Toran rimase zitto, confuso dalla notizia, era qualche tempo che non passava dalla zona, ma non aveva ricevuto notizie di alcun tipo che indicassero un cambio di proprietà del bosco e con conseguente cambio regione, un qualcosa però gli disse di rimanere in silenzio e di aspettare, se quegli uomini dicevano il vero, doveva essere successo qualcosa che nessuno ancora sapeva, se dicevano il falso anche se fosse scappato al di là del sentiero cambiando regione non si sarebbero fatti scrupoli a seguirlo e riprenderlo in poco tempo senza preoccuparsi di essere in un territorio non loro e senza armi sarebbe stato freddato nel giro di poco, non aveva molte opportunità in quel momento, si avvicinò, alla gavetta che aveva lasciato vicino ai resti del fuoco, la chiuse con il coperchio e la inserì nello zaino, lo richiuse e lo mise sulle spalle, puntandolo sulle anche come al solito, si maledisse per non aver portato il pugnale con sè, sarebbe stato solo una piccola possibilità di salvezza, ma almeno avrebbe avuto quella.

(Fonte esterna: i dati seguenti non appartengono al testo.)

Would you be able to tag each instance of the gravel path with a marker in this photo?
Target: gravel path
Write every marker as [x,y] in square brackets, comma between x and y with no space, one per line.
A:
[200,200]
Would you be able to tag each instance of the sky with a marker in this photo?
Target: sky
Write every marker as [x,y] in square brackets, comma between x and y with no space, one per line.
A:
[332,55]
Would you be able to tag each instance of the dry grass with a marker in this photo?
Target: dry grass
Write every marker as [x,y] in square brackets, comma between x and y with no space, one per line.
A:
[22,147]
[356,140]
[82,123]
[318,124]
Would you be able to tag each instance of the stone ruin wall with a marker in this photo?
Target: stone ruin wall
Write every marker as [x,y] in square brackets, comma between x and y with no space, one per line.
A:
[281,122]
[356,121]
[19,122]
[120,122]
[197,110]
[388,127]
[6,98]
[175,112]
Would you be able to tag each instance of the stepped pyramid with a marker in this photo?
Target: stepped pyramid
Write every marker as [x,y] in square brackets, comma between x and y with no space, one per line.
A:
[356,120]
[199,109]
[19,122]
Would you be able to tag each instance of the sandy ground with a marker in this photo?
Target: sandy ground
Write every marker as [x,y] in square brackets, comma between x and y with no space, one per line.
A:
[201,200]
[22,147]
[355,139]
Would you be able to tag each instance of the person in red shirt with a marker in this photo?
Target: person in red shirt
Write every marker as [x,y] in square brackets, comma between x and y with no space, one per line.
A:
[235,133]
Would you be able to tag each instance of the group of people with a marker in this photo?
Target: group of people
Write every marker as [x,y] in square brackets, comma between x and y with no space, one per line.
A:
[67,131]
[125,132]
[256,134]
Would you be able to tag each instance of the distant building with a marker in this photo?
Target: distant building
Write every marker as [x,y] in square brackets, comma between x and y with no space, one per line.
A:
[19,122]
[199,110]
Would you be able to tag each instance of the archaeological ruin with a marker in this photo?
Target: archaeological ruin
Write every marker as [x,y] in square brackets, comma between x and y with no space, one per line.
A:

L'uomo con cui aveva parlato alzò una mano e fece segno agli altri di seguirlo, uno di loro buttò la trappola vuota sul terreno e si mise subito dietro al suo comandante, il nano fu posizionato nel mezzo, ne aveva tre davanti e tre dietro, gli legarono le mani con una corda e cominciarono a camminare inoltrandosi nel sottobosco, Toran sbirciò indietro dando un'ultima occhiata a ciò che lasciava come se volesse imprimersi un punto di riconoscimento per quel luogo, poi continuò a camminare dietro a quegli uomini, poco tranquillo ma impotente per ciò che poteva fare in quel momento e che avrebbe potuto fare dopo, alzò lo sguardo al cielo, gli alberi si infittirono ed il sole cominciava ad essere nascosto dalle folte chiome degli alberi, nessun luogo gli sembrava meno appropriato di quello ma rammaricato continuò nel suo cammino sperando di liberarsi e trovare presto una via d'uscita, venne tenuto d'occhio a vista per tutto il viaggio, soluzione a quella situazione per lui assurda.